4 maggio (annuale - ieri): San Gottardo
La festa patronale e sagra durava più giorni. Oltre ai riti sacri di prammatica, molti erano gli svaghi profani: giostre (calcinculo), succulenti convivi nelle osterie, scalata del palo della cuccagna, strepiti dei giovani arrampicatori che percorrevano col viso dipinto di carbone le vie dintorno a bordo di un carro e provocavano un baccano indiavolato battendo tra loro scatole di latta e pentolacce. Nei giorni seguenti, sul fiume Serio, un uomo camuffato da San Gottardo vescovo, abbigliato con una tunica nera e una mantella rossa, con calzature dorate e anello al dito, impugnando un bastone ricurvo, attraversava le acque su di una zattera di tronchi e assi azionata da un'elica, portando sulle spalle un agnellino e tenendo al braccio un canestro vuoto.
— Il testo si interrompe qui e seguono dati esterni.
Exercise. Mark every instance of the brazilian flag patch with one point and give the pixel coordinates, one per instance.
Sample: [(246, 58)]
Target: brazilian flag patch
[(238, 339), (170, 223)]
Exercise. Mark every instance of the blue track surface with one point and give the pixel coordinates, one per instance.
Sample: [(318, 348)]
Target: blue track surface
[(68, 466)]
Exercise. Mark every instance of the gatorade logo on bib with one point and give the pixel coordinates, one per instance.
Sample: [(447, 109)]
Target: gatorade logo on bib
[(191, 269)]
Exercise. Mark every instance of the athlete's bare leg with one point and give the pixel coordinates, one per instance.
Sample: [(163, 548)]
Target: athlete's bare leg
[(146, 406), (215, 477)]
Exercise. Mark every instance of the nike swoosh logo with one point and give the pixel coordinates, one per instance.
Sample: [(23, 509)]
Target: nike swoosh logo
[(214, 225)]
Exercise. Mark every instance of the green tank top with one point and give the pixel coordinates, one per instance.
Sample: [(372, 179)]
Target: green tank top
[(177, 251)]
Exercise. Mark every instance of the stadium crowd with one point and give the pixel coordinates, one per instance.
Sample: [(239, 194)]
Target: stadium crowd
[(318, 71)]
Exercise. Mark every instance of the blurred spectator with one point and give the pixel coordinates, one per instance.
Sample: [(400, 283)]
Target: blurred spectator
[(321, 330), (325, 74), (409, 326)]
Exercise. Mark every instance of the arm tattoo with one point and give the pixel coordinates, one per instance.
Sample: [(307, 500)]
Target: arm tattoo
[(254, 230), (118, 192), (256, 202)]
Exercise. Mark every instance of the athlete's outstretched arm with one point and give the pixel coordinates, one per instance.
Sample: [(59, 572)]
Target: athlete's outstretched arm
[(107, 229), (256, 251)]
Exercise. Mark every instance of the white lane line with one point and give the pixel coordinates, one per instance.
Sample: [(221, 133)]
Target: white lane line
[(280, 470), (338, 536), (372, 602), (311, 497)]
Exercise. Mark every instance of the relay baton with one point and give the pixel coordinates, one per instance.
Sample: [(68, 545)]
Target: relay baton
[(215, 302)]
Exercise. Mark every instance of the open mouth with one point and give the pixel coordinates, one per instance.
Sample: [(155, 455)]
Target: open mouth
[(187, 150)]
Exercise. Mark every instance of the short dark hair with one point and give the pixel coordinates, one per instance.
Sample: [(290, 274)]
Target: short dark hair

Approdato sulla riva opposta, il figurante si soffermava ad intrattenere gli astanti, indi se ne tornava indietro usando la zattera.

prima domenica di dopo Pasqua (annuale - ieri): Fiera del Marzale
I possidenti si recavano alla Fiera con la carrozza, passando da Montodine. La preghiera alla scala santa era sbrigativa, la visita al santuario d'obbligo, come pure la breve sosta all'interno per ammirare il gruppo ligneo della Passione i Santuriu. Le comitive dei giovani preferivano frequentare le giostre e le bancarelle ricolme di dolciumi. Si consumavano all'aperto merende a base di uova sode, salami e vino.